The proposed aid for nuclear power, which provides about 19% of the nation’s electricity, comes as the industry has undergone a wave of closures. Reactors have high operating costs and are increasingly struggling to compete with cheaper electricity produced using natural gas and renewables.
The assistance could be a boon for operators such as Southern Co. and Exelon Corp., as well as for uranium miners like Lakewood, Colorado-based Energy Fuels, Inc. Nuclear reactors that use domestically mined and enriched uranium would be given priority under the proposed program.
Plant operators would need to show they’re losing money, even after receiving any state subsidies, so only a small number of plant owners would qualify. That could include some Exelon reactors in Illinois, or Energy Harbor Corp. plants in Ohio or Pennsylvania, said Katie Bays, an analyst at FiscalNote Markets.
“It’s definitely enough money to support the merchant reactors that are on the cusp of closure,” Bays said.
However, the slow and uncertain pace of legislation means the bill may not be much help for some Exelon plants. The operator of the biggest U.S nuclear fleet plans to shutter two sites in Illinois in September and November, and isn’t willing to change those plans without more certainty from Washington, though a proposed state bailout may come in time to save the Byron and Dresden power plants.
“While we are encouraged by growing support in Congress to preserve nuclear energy to help combat climate change, the policy proposals currently under consideration face a highly uncertain future and could take months to pass the full Congress and years to come to fruition, if at all,” Paul Adams, an Exelon spokesman, said by email.
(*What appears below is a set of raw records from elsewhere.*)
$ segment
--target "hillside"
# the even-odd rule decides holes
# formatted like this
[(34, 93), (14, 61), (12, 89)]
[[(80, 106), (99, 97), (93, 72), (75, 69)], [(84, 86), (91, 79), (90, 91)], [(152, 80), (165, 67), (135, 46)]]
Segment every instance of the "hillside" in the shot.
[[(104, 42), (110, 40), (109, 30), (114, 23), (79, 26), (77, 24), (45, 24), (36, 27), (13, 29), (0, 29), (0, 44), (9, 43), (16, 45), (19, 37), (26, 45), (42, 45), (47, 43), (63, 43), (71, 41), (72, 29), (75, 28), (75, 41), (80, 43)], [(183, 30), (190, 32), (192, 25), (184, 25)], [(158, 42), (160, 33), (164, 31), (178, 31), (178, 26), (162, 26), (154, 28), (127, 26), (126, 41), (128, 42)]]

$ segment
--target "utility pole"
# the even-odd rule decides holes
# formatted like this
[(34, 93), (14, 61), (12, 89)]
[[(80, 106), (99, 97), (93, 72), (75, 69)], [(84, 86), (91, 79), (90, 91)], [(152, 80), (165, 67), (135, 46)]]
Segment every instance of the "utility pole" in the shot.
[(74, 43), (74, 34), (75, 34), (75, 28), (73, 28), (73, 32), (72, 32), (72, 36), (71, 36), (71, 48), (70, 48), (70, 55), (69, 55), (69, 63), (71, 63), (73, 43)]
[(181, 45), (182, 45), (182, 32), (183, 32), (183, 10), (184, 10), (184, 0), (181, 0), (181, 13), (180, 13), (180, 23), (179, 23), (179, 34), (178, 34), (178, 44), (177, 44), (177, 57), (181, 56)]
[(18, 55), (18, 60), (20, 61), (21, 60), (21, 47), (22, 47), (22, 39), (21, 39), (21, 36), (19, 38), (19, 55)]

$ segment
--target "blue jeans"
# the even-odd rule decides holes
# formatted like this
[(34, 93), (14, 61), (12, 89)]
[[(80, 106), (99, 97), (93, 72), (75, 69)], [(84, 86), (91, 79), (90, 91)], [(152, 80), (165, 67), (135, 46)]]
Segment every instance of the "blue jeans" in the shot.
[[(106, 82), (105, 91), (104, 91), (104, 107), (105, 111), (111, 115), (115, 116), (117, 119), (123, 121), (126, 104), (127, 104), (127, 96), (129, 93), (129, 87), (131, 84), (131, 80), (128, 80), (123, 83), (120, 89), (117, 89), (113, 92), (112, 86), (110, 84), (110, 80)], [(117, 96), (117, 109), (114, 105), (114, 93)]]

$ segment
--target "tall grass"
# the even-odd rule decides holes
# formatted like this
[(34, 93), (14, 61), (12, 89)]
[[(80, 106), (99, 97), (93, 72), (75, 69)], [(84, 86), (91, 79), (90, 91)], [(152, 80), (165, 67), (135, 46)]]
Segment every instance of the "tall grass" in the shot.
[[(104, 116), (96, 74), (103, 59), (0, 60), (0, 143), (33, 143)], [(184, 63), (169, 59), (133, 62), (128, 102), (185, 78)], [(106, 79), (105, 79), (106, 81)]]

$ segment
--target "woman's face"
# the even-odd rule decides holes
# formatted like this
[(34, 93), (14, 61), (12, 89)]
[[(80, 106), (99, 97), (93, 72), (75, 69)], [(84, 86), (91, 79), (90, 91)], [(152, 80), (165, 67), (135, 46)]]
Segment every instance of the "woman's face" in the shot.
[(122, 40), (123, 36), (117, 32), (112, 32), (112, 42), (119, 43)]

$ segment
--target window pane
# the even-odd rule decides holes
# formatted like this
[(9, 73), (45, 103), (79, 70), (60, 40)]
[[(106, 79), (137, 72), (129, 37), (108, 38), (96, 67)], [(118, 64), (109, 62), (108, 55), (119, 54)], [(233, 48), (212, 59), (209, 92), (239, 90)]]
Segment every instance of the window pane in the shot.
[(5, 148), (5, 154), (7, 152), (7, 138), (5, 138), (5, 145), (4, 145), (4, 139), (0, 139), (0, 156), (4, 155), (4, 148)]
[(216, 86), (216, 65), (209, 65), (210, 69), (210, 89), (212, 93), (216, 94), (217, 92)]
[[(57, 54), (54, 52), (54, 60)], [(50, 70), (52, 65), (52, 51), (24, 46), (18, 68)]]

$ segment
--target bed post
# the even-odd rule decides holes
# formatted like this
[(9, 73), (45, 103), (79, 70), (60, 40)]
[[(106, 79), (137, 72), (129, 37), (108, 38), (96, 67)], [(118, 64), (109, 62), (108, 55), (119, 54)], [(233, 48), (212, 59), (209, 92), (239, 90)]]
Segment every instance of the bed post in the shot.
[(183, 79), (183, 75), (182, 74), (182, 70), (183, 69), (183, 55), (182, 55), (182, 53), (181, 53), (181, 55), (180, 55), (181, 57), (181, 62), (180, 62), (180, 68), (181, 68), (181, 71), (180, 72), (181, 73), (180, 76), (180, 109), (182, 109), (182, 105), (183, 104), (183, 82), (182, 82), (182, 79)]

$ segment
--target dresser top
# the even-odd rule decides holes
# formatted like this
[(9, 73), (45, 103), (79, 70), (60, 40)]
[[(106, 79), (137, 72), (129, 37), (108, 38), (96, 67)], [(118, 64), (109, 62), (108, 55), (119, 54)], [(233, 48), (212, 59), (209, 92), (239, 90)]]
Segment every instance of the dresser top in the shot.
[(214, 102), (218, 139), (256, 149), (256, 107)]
The Biden administration has said maintaining the nation’s fleet of nuclear power is needed to help meet its ambitious climate goals, which include a carbon-free electric grid by 2035, and a carbon-free economy by 2050. Another proponent of incentives for nuclear reactors is Senator Joe Manchin, the West Virginia Democrat who is chairman of the Senate Energy and Natural Resources Committee and who serves as a powerful swing vote.
With the closing of Entergy Corp.’s Indian Point nuclear power plant in New York in April, the number of nuclear reactors operating in the U.S. has fallen to 93 from 104 two decades ago. Without any policy changes, more than half of the nation’s nuclear fleet will retire by 2030, according to report earlier this year by the Rhodium Group.
“Nuclear energy is a vital part of America’s energy system, producing more carbon-free electricity than all of our wind, solar, and hydropower combined,” said John Kotek, a senior vice president at the Nuclear Energy Institute, a Washington-based trade group. “Retaining our nuclear plants is essential to reach our carbon targets faster and is the least-expensive way to keep carbon off the grid.”
While nuclear power is carbon-free, it has drawn opposition from some progressives and environmentalists who have qualms about radioactive waste, uranium mining for reactor fuel and the risk of accidents.